4. Milk cash inflows (as much as practically possible)
Remember cash is king, especially right now:
- What can you continue to sell right now? Stick to cash sales as much as possible, even if you have to give cash discounts. You need money in hand, not accounts receivable.
- Get innovative. If you’re tailor or dressmaker, consider making masks. Alcohol producers convert to manufacturing hand sanitizers.
- Digitize your products if easily convertible. There are tons of software to help. And affordable service providers like Fiverr.com.
- Offer COVID recovery packages to your customers (likely discounted).
5. Develop/review your Plan B (and C) and your Exit Plan
Look at your contingency plans. Do I need to change how I operate in the short-term (or even long-term)? If things come crashing down, what are my alternatives, or how do I exit this business in the most prudent manner? The worst-case scenario is that there is tremendous value in all the lessons you have learned, especially when you consider future ventures.
Finally, use this time wisely….for yourself.
- Take a free online course relating to your business or even a hobby.

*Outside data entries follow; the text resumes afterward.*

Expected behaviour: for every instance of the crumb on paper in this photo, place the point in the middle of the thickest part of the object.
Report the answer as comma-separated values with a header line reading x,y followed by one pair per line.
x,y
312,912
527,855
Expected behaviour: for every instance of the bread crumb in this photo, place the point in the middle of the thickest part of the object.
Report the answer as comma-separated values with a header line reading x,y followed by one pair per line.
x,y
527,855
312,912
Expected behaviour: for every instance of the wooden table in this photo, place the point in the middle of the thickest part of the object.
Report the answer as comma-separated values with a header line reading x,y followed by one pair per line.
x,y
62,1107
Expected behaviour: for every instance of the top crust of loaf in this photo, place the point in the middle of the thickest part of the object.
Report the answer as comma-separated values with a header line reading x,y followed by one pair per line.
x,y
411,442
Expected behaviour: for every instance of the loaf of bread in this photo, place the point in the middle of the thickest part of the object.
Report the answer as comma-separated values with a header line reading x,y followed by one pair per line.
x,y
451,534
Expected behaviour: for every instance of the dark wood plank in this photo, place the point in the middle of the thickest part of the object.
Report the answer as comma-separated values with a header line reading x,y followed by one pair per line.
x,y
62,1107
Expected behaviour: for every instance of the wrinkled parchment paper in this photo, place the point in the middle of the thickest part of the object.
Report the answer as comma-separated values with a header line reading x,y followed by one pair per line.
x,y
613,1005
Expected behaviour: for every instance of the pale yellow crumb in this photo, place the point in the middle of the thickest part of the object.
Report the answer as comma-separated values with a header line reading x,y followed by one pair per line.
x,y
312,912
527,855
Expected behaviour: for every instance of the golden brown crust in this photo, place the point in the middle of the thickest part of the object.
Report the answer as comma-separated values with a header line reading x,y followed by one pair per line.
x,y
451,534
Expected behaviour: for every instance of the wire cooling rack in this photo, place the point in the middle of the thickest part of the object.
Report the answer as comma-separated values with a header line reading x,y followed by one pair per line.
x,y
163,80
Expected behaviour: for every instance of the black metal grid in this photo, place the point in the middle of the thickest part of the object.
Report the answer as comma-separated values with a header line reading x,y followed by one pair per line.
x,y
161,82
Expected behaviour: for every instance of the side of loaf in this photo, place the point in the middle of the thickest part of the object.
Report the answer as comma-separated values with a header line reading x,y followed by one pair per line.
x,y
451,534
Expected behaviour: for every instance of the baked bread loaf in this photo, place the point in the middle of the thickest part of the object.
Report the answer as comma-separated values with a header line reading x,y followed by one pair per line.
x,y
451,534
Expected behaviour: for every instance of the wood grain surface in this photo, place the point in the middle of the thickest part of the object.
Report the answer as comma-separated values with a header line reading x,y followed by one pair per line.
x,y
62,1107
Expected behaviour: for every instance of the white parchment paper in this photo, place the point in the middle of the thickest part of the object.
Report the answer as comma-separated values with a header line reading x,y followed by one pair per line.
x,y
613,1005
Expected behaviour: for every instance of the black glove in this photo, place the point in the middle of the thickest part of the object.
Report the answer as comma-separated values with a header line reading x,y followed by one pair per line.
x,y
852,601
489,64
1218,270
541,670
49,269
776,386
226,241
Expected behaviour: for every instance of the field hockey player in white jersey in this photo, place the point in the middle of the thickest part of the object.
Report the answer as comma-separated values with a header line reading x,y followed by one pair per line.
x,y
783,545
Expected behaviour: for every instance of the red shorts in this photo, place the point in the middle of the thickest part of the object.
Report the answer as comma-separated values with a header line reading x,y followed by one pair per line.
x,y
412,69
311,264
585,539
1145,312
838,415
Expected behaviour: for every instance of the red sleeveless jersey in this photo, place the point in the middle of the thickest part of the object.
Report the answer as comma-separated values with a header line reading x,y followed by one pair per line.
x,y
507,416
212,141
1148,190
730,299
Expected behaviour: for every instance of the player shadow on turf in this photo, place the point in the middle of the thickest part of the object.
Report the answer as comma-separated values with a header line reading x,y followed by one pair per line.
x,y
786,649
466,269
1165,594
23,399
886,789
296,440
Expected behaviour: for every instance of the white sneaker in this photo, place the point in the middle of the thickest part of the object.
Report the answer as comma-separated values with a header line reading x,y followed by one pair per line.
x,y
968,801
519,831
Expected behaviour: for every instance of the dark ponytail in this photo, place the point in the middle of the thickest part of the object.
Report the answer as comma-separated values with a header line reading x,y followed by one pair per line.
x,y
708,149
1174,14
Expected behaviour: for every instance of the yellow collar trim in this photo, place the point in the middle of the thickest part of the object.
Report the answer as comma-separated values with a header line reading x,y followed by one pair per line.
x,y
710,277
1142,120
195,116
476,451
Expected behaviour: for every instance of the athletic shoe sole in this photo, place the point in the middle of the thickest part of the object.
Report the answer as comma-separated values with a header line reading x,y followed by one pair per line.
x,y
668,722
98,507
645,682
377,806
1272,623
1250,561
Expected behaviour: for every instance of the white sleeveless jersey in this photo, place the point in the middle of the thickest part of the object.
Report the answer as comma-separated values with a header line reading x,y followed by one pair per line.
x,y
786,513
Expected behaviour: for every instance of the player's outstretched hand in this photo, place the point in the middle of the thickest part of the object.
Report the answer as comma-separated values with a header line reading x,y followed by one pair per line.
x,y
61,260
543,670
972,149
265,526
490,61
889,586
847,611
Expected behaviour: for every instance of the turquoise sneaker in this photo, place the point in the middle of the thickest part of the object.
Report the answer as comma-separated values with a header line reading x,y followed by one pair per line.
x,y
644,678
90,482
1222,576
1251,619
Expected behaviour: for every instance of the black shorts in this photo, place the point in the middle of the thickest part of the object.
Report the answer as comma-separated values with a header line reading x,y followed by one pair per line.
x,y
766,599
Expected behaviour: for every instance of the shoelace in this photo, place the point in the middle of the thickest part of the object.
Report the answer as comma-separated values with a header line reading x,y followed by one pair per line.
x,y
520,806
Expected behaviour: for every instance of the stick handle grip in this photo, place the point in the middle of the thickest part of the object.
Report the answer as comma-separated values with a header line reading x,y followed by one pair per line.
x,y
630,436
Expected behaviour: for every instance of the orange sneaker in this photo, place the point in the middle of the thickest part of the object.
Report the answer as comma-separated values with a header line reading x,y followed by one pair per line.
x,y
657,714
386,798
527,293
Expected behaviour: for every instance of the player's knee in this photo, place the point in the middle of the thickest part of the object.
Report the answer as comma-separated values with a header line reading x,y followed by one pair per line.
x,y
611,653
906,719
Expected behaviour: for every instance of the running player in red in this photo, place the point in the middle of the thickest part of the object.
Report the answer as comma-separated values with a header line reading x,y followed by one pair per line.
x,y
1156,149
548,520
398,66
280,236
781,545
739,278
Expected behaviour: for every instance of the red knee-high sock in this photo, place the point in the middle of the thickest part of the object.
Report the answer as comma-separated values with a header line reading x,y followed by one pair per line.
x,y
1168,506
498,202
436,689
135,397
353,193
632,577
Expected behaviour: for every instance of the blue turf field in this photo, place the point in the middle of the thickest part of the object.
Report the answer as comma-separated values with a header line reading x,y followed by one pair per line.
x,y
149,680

- Get the rest that you have neglected for so long.
- Spend time with your family. No fussing. No arguments. Soon you may not have this time again.
- Keep exercising, your business is going to need you healthy and strong when operations fully resume. It will not be easy.
- Re-evaluate why you’re in this business and how does it add to your purpose and faith. Do you still have any fight left in you? You’re going to need it. No easy way out. Yet not impossible either.